Nada Garoub, a Saudi Arabian law student at the University of Kent, agrees. “The introduction to university can be stressful – there are a lot of people, some of whom already know each other, with classes and modules that take time to adapt to,” she says. “The IFP gives you all of that, but at a smaller, more manageable scale. It gives you more time to adapt and introduces you to everything you need, and to people who understand what you are going through. Right now, I’m one week into the first year of my degree and I feel less anxious than last year because I have a better understanding of studying at university.”

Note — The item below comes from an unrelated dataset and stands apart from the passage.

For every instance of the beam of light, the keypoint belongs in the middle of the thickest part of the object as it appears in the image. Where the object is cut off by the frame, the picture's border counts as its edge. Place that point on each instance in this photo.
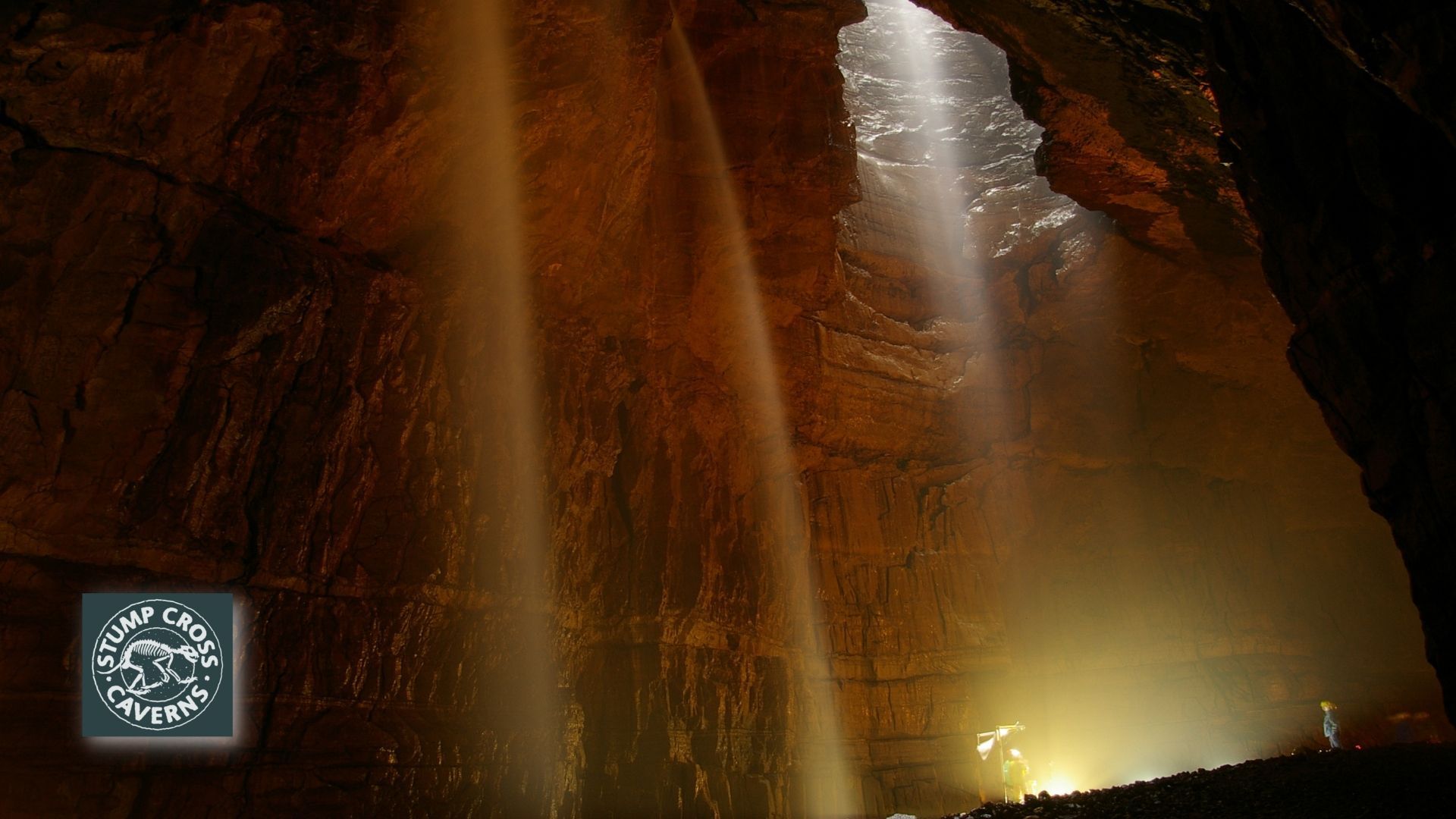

Outside of classes, students are treated to a multitude of activities and events. “The university offered a variety of events that allowed students of all stages to introduce themselves,” Garoub adds. “This allowed us to find people with the same interests, backgrounds and mentalities – from the Arab Society that invited us to karaoke nights, to the Harry Potter Society who played Quidditch, and more education-related societies that helped with studying. With all this, in addition to classes, it was easy to make a diverse group of friends.”
It’s this blend of rigorous academia and a close-knit community that has given students like Goussous, Al-Bader and Garoub the space and confidence to thrive in their further studies. “Now I’m studying online to finish my degree and hoping to start a master’s degree in fashion marketing in London in September,” says Goussous. “Eventually my plan is to set up my own luxury brand of footwear.”
“While the IFP as a programme taught me how to grow as an individual, the IFP as an opportunity gave me a family, and memories I will cherish for years to come,” says Garoub.